Intra-action, as theorized by Karen Barad, names the process by which agencies emerge through encounter rather than preceding it. Where “interaction” presupposes that two distinct entities meet, intra-action holds that the entities themselves are constituted through the encounter — they do not exist as determinate agencies prior to the intra-action that produces them.

Barad develops the concept from Niels Bohr’s philosophy-physics: in quantum mechanics, the properties of a particle are not intrinsic to the particle but are constituted through the specific measurement apparatus used to observe them. A photon does not possess the property of “wave” or “particle” independently — it manifests one or the other through the specific experimental arrangement in which it participates. The apparatus and the photon are not separate entities that interact; they are co-constituted through the phenomenon of measurement.

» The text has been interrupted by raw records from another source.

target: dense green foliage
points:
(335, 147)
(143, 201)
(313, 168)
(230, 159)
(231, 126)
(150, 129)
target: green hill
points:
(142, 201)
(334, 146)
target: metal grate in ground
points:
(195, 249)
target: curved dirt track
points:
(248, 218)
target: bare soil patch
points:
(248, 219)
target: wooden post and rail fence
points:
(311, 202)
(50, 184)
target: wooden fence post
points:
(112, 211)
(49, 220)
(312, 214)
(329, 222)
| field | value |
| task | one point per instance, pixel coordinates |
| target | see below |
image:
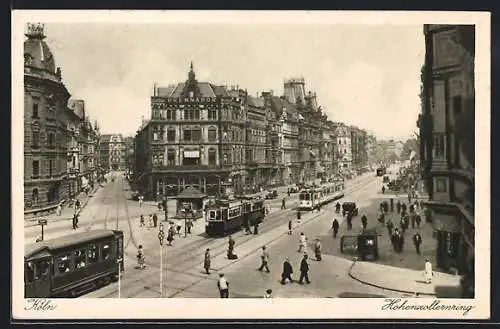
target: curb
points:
(382, 287)
(34, 221)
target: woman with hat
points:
(317, 250)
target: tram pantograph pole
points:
(161, 236)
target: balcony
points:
(186, 168)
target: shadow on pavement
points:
(407, 259)
(350, 294)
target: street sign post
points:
(42, 223)
(161, 237)
(187, 209)
(119, 261)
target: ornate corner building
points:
(59, 141)
(447, 141)
(215, 138)
(45, 131)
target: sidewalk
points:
(402, 280)
(251, 246)
(66, 212)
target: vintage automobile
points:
(365, 245)
(272, 194)
(135, 196)
(349, 207)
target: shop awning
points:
(192, 154)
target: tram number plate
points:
(349, 244)
(161, 236)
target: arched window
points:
(171, 157)
(171, 134)
(34, 196)
(212, 134)
(212, 160)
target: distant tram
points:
(381, 171)
(225, 216)
(73, 264)
(313, 197)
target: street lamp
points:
(187, 209)
(161, 237)
(165, 208)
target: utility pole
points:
(161, 237)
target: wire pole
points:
(161, 271)
(119, 279)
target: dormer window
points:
(28, 59)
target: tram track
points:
(185, 261)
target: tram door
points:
(37, 277)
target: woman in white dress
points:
(428, 271)
(302, 242)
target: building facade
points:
(129, 154)
(87, 138)
(328, 149)
(447, 141)
(216, 139)
(45, 124)
(358, 147)
(371, 145)
(196, 137)
(112, 152)
(344, 148)
(73, 156)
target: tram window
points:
(42, 268)
(106, 251)
(80, 259)
(92, 254)
(30, 271)
(234, 212)
(64, 264)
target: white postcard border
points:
(270, 308)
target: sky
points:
(364, 75)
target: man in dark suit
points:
(304, 270)
(287, 271)
(335, 227)
(417, 241)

This is not a claim limited to quantum mechanics. Barad extends it into ontology: all agencies, all boundaries, all properties are produced through intra-actions. What counts as an “object” and what counts as a “subject” are not given in advance but cut from the relational field by specific material-discursive practices. The “agential cut” — the production of determinate boundaries from an entangled field — is the basic ontological act.

Intra-action is a form of relational ontology arrived at through physics: relations are ontologically prior to relata, and what we call entities are patterns stabilized through ongoing intra-actions. This parallels process philosophy’s claim that actual occasions constitute themselves through prehension, and the semiotic universe’s derivation of determinate structure from relational process.